Let us discuss each step in more detail.

  1. 1.

    We can estimate the number of candidate pairs \((ij)\) to collide during the small time interval Δ\({t}_{ij}\) as

    $$\begin{array}{rcl}{N}_{p}^{ij} & = & \frac{\pi {(\frac{{\sigma }_{i}+{\sigma }_{j}}{2})}^{2}{N}_{i}{N}_{j}(|{v}_{i}{|}_{{\rm{\max }}}+|{v}_{j}{|}_{{\rm{\max }}})}{V}\Delta {t}_{ij}\\ & = & \pi \frac{{n}_{1}}{{N}_{1}}{N}_{i}{N}_{j}{\sigma }_{1}^{2}{(\frac{{i}^{1/3}+{j}^{1/3}}{2})}^{2}(|{v}_{i}{|}_{{\rm{\max }}}+|{v}_{j}{|}_{{\rm{\max }}})\Delta {t}_{ij},\end{array}$$
    (53)

    where \((1/4)\pi {({\sigma }_{i}+{\sigma }_{j})}^{2}(|{v}_{i}{|}_{{\rm{\max }}}+|{v}_{j}{|}_{{\rm{\max }}})\Delta {t}_{ij}\) gives the volume of the collision cylinder and we use the definition of the number density, \({n}_{i}={N}_{i}/V\) (V is the system volume).
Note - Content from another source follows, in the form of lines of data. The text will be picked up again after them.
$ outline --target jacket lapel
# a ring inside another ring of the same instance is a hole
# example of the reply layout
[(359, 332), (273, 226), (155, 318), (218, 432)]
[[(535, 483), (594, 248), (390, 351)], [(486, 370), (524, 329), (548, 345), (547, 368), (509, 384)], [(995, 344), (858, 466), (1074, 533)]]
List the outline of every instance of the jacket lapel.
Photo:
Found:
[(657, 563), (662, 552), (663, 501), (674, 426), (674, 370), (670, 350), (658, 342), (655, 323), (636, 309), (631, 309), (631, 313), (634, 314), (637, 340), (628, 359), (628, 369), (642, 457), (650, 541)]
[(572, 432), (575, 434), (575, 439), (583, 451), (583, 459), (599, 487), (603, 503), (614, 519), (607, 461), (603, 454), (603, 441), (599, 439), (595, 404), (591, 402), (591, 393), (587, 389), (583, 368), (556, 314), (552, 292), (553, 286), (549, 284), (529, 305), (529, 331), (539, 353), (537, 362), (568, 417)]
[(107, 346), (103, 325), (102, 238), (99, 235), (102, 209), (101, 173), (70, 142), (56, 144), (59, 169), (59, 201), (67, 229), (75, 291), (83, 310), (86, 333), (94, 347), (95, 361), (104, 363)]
Let us introduce the matrix \({\Lambda }_{ij}\) of collision rates. They are equal to the inverse of the average time of one collision between particles of sizes \(i\) and \(j\), that is, \({\Lambda }_{ij}={N}_{p}^{ij}\Delta {t}_{ij}^{-1}\). Then we get from (53):

    $${\Lambda }_{ij}=\pi \frac{{n}_{1}}{{N}_{1}}{N}_{i}{N}_{j}{\sigma }_{1}^{2}{(\frac{{i}^{1/3}+{j}^{1/3}}{2})}^{2}(|{v}_{i}{|}_{{\rm{\max }}}+|{v}_{j}{|}_{{\rm{\max }}}).$$

    The time between collisions and the sizes of colliding particles are chosen based on matrix \(\parallel {\Lambda }_{ij}\parallel \). Namely, the time between collisions is taken from the exponential distribution

    $$\Delta t=-\,\mathrm{ln}({\rm{rand}}(0,1])/\mathop{\sum }\limits_{i,j=1}^{{m}_{{\rm{\max }}}}\,{\Lambda }_{ij}$$

    and the sizes \(i\) and \(j\) of the colliding particles are chosen with probability

    $${p}_{ij}=\frac{{\Lambda }_{ij}}{{\sum }_{i,j=1}^{{m}_{{\rm{\max }}}}\,{\Lambda }_{ij}}.$$

    Note that matrix \(\parallel {\Lambda }_{ij}\parallel \) has rank 6 and can be rapidly recalculated using the low-rank technique (see e.g.63).

  2. 2.

    When the sizes \(i\) and \(j\) of the colliding particles are known, we can estimate the maximum value of the relative velocity of colliding particles according to

$$|{v}_{ij}{|}_{{\rm{\max }}}\leqslant |{v}_{i}{|}_{{\rm{\max }}}+|{v}_{j}{|}_{{\rm{\max }}}.$$

Then we use the standard technique to pick random particles and accept the collision if

$$|{\bf{e}}({{\bf{v}}}_{i}-{{\bf{v}}}_{j})| > {\rm{rand}}[0,1)(|{v}_{i}{|}_{{\rm{\max }}}+|{v}_{j}{|}_{{\rm{\max }}}),$$

where e is a random unit vector. The values of \(|{{\bf{v}}}_{i}{|}_{{\rm{\max }}}\) can be updated in \(O(\log \,{N}_{i})\) steps by keeping all velocities in a binary heap structure for each size.

To reduce the statistical noise of the simulation data for temperatures we apply the running averaging as follows. Let at time \({t}_{{\rm{conv}}}\) the temperature of monomers ceases to change monotonously. This indicates that the system has achieved its steady state and the stochastic noise becomes the primary source of errors. We then calculate the temperatures every \(N\) collisions in the time interval \(({t}_{{\rm{conv}}},2{t}_{{\rm{conv}}})\) and take an average64,65.